Several years ago, while boarding a plane, a family asked me if I would switch seats so they could sit together. I gladly gave them my seat and took one directly in front of them. Before the plane left the ground, the eight-year-old boy began kicking and pushing on my seat with his feet. This continued throughout the three-hour flight. The mother was sitting right next to her son, but she just sat there as if she did not care whether or not he behaved. But it mattered to me….
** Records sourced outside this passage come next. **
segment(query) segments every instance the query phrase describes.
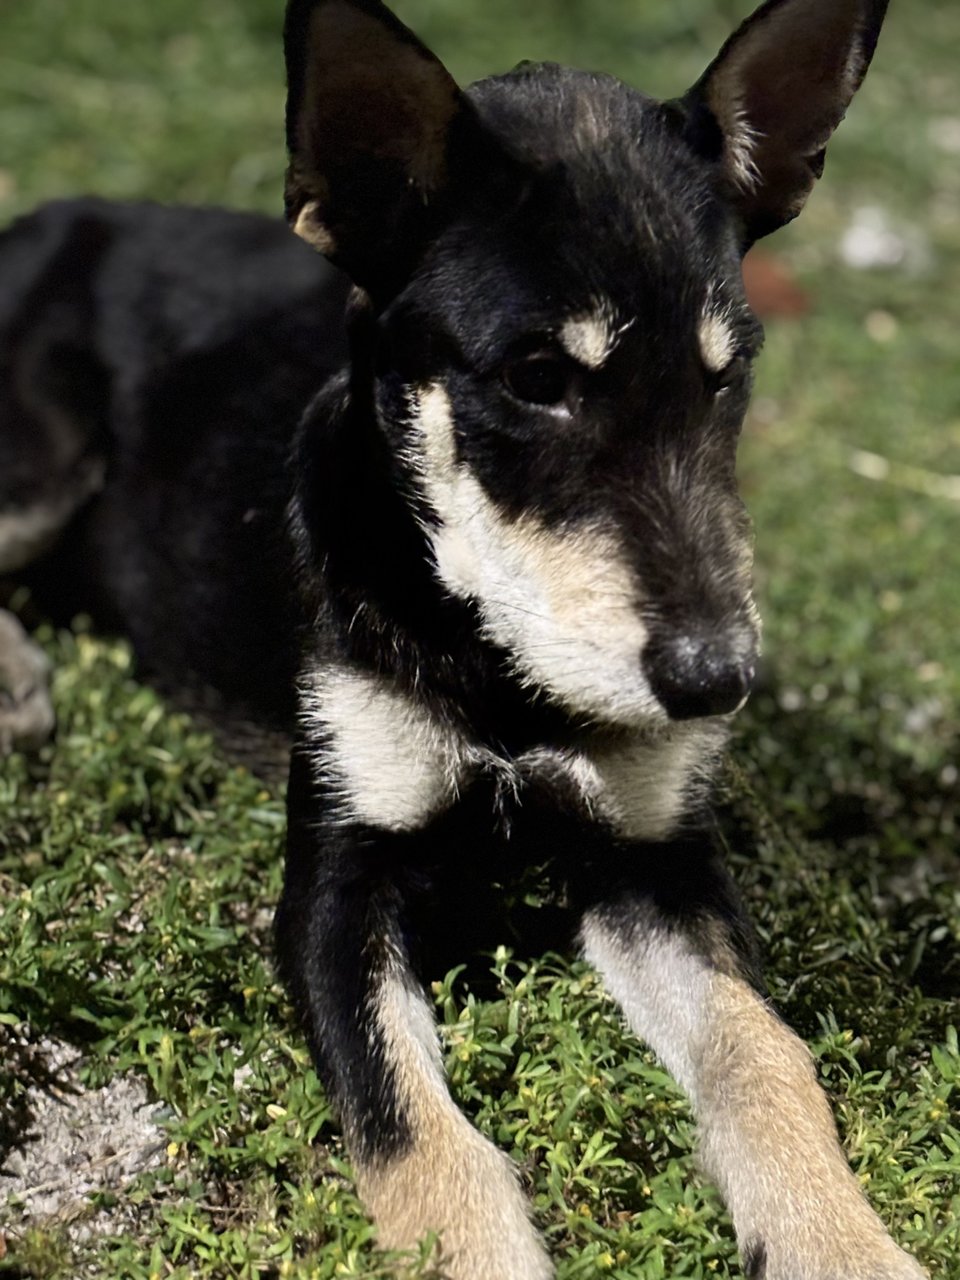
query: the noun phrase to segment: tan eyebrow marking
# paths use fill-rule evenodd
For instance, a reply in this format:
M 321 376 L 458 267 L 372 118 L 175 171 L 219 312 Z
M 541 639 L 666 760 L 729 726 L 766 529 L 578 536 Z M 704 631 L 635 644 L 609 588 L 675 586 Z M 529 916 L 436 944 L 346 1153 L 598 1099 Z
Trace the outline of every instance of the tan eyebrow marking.
M 612 303 L 599 301 L 593 311 L 571 316 L 565 321 L 558 337 L 560 345 L 579 364 L 588 369 L 601 369 L 610 358 L 622 334 L 633 325 L 619 323 Z
M 737 339 L 728 316 L 705 310 L 697 330 L 700 354 L 711 373 L 726 369 L 737 350 Z

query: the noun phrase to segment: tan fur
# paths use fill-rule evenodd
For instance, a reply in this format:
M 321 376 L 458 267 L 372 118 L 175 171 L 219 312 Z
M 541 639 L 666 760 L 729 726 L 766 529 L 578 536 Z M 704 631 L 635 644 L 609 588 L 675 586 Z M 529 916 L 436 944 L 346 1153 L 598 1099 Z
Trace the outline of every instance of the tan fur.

Some have concluded that since God has already forgiven believers all their sins, past, present, and future, that He doesn’t care how they live after salvation. However, Scripture informs us that He cares very much how believers live after salvation! He has repeatedly instructed us that we are to live apart from sin. In Romans 6:1-2, the Apostle Paul asks: “What shall we say then? Shall we continue in sin, that grace may abound? God forbid. How shall we, that are dead to sin, live any longer therein?” Apparently, believers at Rome were confused about whether living in sin mattered because some had misrepresented what Paul taught about the grace of God. In Romans 3:8 he responded: “And not rather, (as we be slanderously reported, and as some affirm that we say,) Let us do evil, that good may come?” Paul wanted them to know it simply was not true that he taught that it didn’t matter to God if we continued to live in sin. He told the saints at Thessalonica: “For God hath not called us unto uncleanness, but unto holiness. He therefore that despiseth [this instruction], despiseth not man, but God, who hath given unto us His Holy Spirit” (I Thessalonians 4:7-8). They needed to know he was speaking with divine authority when he instructed all believers to live apart from sin. The saints at Corinth had fared no better. Even though they were saved, the two letters to this church describe a lifestyle of horrendous sin. So, Paul wrote them, saying: “Having therefore these promises, dearly beloved, let us cleanse ourselves from all filthiness of the flesh and spirit [our minds], perfecting holiness in the fear of God” (II Corinthians 7:1).
God cares how we live after salvation. If you’re allowing known sin in your life, make a decision right now, while God is speaking to your heart, to turn to a higher standard of holiness.